I read your articles on domestic violence with great interest. I was dragged into the sewer of the DV program by an ex-girlfriend who had worked in the court system for years and played it like a harp. After wracking up $20,000 in attorneys' bills, having my house burned to the ground and being accused of child abuse, assault with Uzis and stalking, I ended up "beating" all of the charges except the one where I confronted the new boyfriend. After amassing a huge list of false accusations over two years, the county finally filed stalking and other charges against her, but they called her to warn her that the charges were coming and she fled the state.

The list goes on, but so do I.
Michael McGee
via the Internet

Steve Jackson's "A Quick Ride on a Fast Track" correctly points out that domestic-violence programs have come a long way since even five years ago. However, in giving a glowing report to Jefferson County's Fast Track program, the possibility that the program needs to be better is not even mentioned.

I have been through the Fast Track program and was extremely dissatisfied with how my case was handled. First, the offender was arrested even though there were no prior incidents of abuse toward me; there was no damage other than a painless red mark I wasn't even the first to notice; and getting a conviction was likely doubtful because of the lack of damage.

Second, I was issued a restraining order and told how to handle it by the police officers (who couldn't have been any better in handling all this), but I was not told that the offender had an assault rap sheet a mile long. This was vital information and if he had chosen to come after me, it might have meant the difference between health and serious injury. I was not told by the victim/witness center, even though there was ample time to do so.

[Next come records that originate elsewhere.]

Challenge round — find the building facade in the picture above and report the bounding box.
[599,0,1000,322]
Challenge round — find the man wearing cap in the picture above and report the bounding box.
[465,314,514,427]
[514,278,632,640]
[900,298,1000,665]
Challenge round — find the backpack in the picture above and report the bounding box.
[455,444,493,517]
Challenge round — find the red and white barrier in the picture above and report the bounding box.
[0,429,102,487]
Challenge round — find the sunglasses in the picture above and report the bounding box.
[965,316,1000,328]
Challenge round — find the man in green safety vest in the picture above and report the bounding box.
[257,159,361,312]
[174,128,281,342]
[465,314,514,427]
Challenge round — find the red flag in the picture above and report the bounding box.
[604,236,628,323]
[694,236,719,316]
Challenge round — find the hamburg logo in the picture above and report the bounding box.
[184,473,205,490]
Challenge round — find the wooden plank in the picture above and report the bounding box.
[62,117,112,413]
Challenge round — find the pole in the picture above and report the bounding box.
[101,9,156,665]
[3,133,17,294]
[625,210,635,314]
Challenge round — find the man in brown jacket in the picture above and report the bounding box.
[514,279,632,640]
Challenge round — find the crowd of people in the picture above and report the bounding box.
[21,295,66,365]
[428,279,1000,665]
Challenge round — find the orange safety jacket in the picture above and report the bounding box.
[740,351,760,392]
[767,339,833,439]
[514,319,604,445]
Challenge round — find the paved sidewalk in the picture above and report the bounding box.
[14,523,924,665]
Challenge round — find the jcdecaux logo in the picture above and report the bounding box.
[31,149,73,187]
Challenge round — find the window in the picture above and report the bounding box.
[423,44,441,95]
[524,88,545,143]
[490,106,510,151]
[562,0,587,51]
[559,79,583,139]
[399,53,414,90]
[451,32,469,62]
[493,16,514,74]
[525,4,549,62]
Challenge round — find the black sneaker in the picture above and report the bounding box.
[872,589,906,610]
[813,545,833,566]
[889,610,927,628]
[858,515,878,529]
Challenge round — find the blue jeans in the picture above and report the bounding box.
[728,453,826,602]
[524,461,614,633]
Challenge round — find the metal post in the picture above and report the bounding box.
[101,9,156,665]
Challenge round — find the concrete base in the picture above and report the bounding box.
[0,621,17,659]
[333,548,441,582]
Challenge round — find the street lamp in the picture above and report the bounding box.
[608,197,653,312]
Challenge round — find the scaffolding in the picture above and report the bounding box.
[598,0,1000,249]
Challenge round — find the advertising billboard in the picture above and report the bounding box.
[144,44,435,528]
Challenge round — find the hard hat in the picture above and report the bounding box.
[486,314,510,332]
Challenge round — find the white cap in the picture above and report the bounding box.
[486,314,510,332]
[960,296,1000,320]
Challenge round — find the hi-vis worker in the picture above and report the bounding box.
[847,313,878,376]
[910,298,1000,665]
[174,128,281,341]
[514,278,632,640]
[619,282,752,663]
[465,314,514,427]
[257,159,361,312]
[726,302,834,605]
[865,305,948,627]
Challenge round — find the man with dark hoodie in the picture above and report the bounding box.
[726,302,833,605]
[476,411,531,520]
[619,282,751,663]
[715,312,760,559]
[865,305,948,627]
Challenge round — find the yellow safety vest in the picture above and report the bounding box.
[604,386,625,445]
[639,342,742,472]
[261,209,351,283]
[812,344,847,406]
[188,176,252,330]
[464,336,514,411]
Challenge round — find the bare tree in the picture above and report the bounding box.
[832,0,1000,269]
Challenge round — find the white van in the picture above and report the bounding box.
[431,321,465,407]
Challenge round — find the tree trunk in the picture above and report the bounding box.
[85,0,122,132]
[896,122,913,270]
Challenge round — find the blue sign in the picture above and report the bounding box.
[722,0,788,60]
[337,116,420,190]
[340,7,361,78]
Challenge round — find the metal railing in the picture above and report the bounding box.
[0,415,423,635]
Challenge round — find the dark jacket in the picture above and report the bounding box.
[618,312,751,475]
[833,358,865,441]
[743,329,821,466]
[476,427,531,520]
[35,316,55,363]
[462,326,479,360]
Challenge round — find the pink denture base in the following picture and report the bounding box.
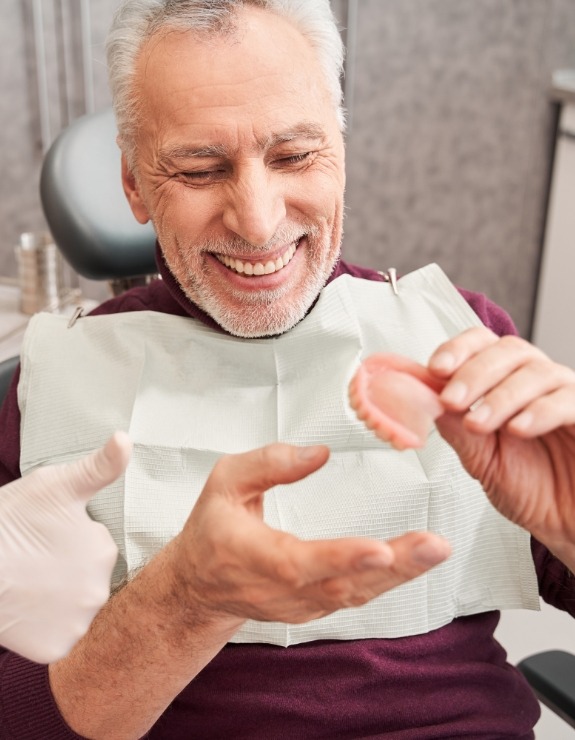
[349,353,444,449]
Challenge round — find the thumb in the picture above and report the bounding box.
[60,432,132,502]
[209,443,329,502]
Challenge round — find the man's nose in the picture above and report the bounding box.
[223,161,286,247]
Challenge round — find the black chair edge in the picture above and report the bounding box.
[517,650,575,727]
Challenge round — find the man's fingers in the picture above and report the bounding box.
[58,432,132,501]
[208,443,329,500]
[427,326,499,378]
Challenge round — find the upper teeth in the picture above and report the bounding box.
[216,244,296,275]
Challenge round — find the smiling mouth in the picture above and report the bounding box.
[214,243,297,276]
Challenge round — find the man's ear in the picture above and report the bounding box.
[122,152,150,224]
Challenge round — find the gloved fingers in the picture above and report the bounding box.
[55,432,132,502]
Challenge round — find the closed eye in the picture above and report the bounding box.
[271,152,315,169]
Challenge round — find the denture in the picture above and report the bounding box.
[349,353,444,450]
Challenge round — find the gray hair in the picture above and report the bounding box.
[106,0,345,167]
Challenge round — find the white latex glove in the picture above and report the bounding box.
[0,432,131,663]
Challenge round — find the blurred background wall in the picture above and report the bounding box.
[0,0,575,336]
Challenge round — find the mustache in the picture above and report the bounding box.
[201,224,319,257]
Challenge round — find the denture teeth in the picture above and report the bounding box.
[215,243,296,275]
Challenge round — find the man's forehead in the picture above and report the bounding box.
[159,121,326,160]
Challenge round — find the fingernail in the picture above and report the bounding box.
[440,380,467,406]
[297,445,321,461]
[511,411,533,431]
[358,548,393,570]
[411,542,448,566]
[467,403,491,424]
[429,352,455,373]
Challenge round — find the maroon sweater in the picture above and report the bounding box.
[0,253,575,740]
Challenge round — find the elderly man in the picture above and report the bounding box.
[0,0,575,740]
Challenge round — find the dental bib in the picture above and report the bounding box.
[18,265,539,646]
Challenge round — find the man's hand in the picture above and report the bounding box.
[173,444,450,624]
[0,433,131,663]
[429,328,575,567]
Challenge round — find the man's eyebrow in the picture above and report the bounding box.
[158,122,325,162]
[260,122,325,149]
[158,144,228,162]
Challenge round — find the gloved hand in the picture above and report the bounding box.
[0,432,131,663]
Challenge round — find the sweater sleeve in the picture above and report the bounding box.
[460,290,575,617]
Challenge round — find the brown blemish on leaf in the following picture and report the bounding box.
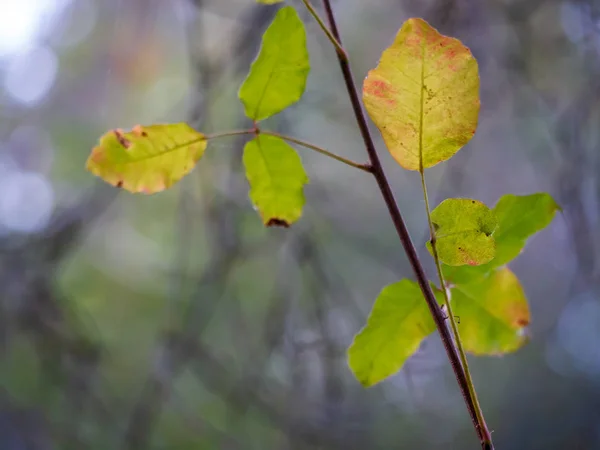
[363,78,396,105]
[90,147,106,164]
[266,217,290,228]
[131,125,148,137]
[113,129,131,148]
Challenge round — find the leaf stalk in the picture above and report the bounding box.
[260,130,372,173]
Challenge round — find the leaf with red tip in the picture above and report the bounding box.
[86,123,207,194]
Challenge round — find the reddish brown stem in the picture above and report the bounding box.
[323,0,494,450]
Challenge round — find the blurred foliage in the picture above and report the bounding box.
[0,0,600,450]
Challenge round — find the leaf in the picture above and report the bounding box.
[493,192,561,266]
[86,123,207,194]
[427,198,497,266]
[244,134,308,227]
[239,6,310,121]
[444,192,561,283]
[363,19,479,170]
[451,267,529,355]
[348,280,444,387]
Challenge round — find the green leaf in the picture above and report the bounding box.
[244,135,308,227]
[427,198,497,266]
[451,267,529,355]
[444,192,561,283]
[86,123,207,194]
[239,6,310,121]
[348,280,444,387]
[493,193,560,266]
[363,19,479,170]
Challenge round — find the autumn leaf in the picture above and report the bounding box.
[239,6,310,121]
[86,123,207,194]
[348,280,443,387]
[451,267,530,355]
[363,19,479,170]
[444,192,561,283]
[427,198,498,266]
[244,135,308,227]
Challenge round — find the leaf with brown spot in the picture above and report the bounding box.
[244,134,308,228]
[451,267,530,355]
[363,19,479,170]
[86,123,207,194]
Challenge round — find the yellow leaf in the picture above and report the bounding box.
[363,19,479,170]
[451,267,529,355]
[86,123,207,194]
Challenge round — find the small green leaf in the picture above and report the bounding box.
[86,123,207,194]
[239,6,310,121]
[451,267,529,355]
[493,193,560,266]
[444,192,561,283]
[427,198,497,266]
[348,280,444,387]
[363,19,479,170]
[244,135,308,227]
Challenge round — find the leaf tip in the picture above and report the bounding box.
[265,217,290,228]
[113,128,131,148]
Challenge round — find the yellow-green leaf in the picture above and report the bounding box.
[239,6,310,121]
[86,123,206,194]
[244,134,308,227]
[363,19,479,170]
[427,198,498,266]
[451,267,529,355]
[348,280,443,387]
[444,192,560,283]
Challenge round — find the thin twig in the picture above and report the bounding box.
[204,128,256,141]
[302,0,348,61]
[419,171,493,449]
[260,130,372,173]
[314,0,493,450]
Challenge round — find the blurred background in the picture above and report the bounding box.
[0,0,600,450]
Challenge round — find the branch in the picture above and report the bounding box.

Third, I was ill-prepared for the trial. I was not told who the prosecutor was until a few minutes before it was to begin, which was a full year after the "assault." I called the center many times to ask questions about my case, but none of my calls were ever returned. The prosecutor chided me in recess for adopting a less-than-friendly tone with the defense attorney when the guy insinuated that the whole thing was my fault--actually chided me for being "too combative."